Paris, 31/05/2000 (Agence Europe) - Comme nous l'avons indiqué (voir EUROPE du 27 mai, p.10), le Comité Européen d'Orientation de "Notre Europe", l'association présidée par Jacques Delors, a, lors de sa réunion à Madrid à laquelle a participé en particulier, à titre personnel, la ministre française de la Justice Elisabeth Guigou, adopté un texte sur le thème "Protéger le citoyen européen contre le crime international".

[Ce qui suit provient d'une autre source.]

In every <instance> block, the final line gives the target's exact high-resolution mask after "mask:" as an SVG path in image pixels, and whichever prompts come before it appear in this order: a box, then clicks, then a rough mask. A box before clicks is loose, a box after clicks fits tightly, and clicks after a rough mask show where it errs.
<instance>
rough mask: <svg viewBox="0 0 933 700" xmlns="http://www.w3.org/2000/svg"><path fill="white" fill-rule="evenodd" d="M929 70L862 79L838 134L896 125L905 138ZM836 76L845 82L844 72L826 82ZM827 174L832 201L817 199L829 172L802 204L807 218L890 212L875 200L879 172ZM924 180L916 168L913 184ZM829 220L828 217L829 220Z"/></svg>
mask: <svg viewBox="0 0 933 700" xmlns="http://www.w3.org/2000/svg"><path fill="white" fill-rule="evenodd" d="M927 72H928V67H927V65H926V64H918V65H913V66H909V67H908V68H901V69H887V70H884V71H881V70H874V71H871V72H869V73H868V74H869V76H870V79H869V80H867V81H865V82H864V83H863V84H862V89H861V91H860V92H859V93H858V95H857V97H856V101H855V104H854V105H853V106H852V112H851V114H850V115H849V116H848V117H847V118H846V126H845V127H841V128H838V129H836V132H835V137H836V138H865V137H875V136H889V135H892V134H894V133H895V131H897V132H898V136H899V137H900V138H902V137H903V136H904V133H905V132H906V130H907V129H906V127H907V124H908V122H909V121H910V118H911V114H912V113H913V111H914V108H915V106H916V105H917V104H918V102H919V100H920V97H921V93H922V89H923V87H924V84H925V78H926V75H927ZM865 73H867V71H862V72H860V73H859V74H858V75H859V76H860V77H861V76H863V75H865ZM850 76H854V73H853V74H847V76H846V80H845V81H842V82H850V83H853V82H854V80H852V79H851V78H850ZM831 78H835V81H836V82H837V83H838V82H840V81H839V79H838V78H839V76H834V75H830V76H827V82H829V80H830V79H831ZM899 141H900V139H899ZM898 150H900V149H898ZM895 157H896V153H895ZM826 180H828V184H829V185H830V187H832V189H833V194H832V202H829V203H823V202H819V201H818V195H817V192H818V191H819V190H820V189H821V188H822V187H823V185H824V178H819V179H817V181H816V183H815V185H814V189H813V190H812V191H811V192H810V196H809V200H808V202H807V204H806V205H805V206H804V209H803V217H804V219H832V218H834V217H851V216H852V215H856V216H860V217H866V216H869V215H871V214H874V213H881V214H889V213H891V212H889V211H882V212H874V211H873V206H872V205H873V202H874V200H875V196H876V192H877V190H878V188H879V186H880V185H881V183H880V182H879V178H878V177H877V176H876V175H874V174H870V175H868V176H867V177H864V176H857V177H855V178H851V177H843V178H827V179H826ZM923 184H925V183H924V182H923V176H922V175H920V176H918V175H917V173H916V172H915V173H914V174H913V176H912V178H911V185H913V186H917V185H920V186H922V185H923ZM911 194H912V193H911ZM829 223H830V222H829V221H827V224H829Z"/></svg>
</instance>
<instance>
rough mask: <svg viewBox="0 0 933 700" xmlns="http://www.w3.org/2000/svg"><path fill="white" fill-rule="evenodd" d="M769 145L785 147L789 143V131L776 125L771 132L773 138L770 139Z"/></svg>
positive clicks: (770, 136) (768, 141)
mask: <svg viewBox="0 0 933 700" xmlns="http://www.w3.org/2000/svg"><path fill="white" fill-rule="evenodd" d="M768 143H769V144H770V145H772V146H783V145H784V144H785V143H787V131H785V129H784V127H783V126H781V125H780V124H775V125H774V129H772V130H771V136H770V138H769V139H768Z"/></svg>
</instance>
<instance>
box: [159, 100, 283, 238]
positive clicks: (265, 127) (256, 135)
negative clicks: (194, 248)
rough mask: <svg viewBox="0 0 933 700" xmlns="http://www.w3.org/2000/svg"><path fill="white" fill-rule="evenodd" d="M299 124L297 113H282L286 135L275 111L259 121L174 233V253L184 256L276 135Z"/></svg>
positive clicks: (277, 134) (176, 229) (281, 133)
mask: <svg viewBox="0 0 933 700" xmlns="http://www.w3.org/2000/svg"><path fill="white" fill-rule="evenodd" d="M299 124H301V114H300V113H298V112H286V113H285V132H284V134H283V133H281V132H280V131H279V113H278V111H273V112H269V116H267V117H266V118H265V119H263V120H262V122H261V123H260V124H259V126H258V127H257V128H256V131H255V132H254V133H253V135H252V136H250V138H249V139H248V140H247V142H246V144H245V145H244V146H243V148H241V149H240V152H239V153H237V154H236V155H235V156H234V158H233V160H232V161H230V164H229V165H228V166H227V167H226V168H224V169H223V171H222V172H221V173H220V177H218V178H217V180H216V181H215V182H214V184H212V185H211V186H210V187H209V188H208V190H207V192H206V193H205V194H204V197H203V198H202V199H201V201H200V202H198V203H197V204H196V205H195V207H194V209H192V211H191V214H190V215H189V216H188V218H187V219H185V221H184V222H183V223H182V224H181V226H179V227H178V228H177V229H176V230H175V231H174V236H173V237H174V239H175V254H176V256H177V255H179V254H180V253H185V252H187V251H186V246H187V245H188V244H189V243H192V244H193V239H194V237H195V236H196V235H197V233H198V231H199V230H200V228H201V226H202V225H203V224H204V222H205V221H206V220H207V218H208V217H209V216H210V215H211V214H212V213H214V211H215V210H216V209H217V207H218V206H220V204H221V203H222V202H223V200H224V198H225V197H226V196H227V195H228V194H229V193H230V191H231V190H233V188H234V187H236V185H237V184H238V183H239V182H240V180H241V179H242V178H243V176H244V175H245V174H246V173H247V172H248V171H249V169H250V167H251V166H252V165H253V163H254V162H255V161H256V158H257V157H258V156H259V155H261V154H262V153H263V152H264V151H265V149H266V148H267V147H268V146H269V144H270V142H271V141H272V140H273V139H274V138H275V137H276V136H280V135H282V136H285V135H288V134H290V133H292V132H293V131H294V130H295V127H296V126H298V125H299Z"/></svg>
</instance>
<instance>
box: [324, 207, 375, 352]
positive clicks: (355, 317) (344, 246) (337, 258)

Le Comité, qui constate que l'avènement d'un espace de liberté, de sécurité et de justice "fait des institutions judiciaires les acteurs du processus européen", souligne aussi que les instruments mis en place jusqu'à présent" ne permettent pas de dépasser le cloisonnement des espaces répressifs nationaux dont jouent les criminels", et insiste sur:
1. une conception d'ensemble équilibrée, ce qui signifie que: - au moment où l'UE "s'engage dans l'écriture d'une Charte des droits fondamentaux, l'Europe de la sécurité doit fonder sa construction sur le respect des valeurs de droits proclamés et affirmer clairement que l'action répressive répond devant l'autorité judiciaire et les représentants des peuples"; - "l'Europe judiciaire ne doit pas apparaître comme une construction supplémentaire se rajoutant à celles qui existent déjà", mais doit "donner au juge pénal les moyens d'une interprétation plus facile des normes, éviter les conflits d'appareil entre les praticiens de la répression et assurer la sécurité juridique et démocratique à leurs interventions"; - il ne s'agit pas d'"instaurer un système judiciaire et répressif supranational, mais d'intensifier les contacts entre praticiens du droit et de la répression, d'instaurer entre eux la confiance plutôt que la rivalité, d'harmoniser là où c'est nécessaire, coordonner lorsque c'est le plus efficace"; - il faut concevoir l'espace judiciaire européen comme un ensemble ouvert à toutes les formes de coopération internationale, et en premier lieu celles nouées au sein du Conseil de l'Europe, car il serait "naïf de considérer que les frontières du crime international sont celles de l'Europe, même élargie".
2. la prise des décisions qui sont "à notre portée", concernant notamment l'unité de coopération judiciaire "Eurojust" prévue par le Conseil européen de Tampere (des 15 et 16 octobre 1999), qui devrait être incorporée dans le Traité et devenir, "dès l'origine, le garant de la légalité du système répressif". Le Comité estime en particulier qu'il faudrait: - instituer rapidement une "table ronde" de magistrats des Etats membres chargés de faciliter les contacts entre les autorités judiciaires nationales, et constituer ainsi une sorte de "quartier général du Réseau Judiciaire Européen" (préfigurant Eurojust); - s'interroger sur la mise en place d'une Chambre spécialisée de la Cour de Justice compétente pour trancher notamment les différends sur l'interprétation des conventions et sur la désignation des juges ou juridictions nationaux compétents en cas de conflit de juridiction sur une même affaire pénale; - instaurer un droit pénal commun dans des domaines bien déterminés , avec des dispositions de procédures communes permettant, dans le cadre d'un Parquet européen, la mise en oeuvre efficace des poursuites et enquêtes; - "faire coïncider le domaine d'intervention d'Eurojust avec les champs d'investigation offerts à la coopération policière et à la protection des intérêts financiers de l'Union: ainsi, Europol et Olaf disposeraient du "prolongement judiciaire" qui leur fait aujourd'hui défaut (on pourrait y ajouter la lutte contre la criminalité organisée, le blanchiment d'argent ou la poursuite de crimes graves lorsqu'ils mettent en jeu les compétences judiciaires de plusieurs Etats); - établir, pour l'exercice de ces missions, des liens organiques simples et transparents entre Eurojust, Europol et Olaf.
Selon le Comité Européen d'Orientation, ces missions devraient permettre à Eurojust de "s'affirmer comme l'instance de proposition pour l'amélioration de la lutte contre le crime international et comme le rapporteur du fonctionnement de l'ensemble du système devant les autorités démocratiques".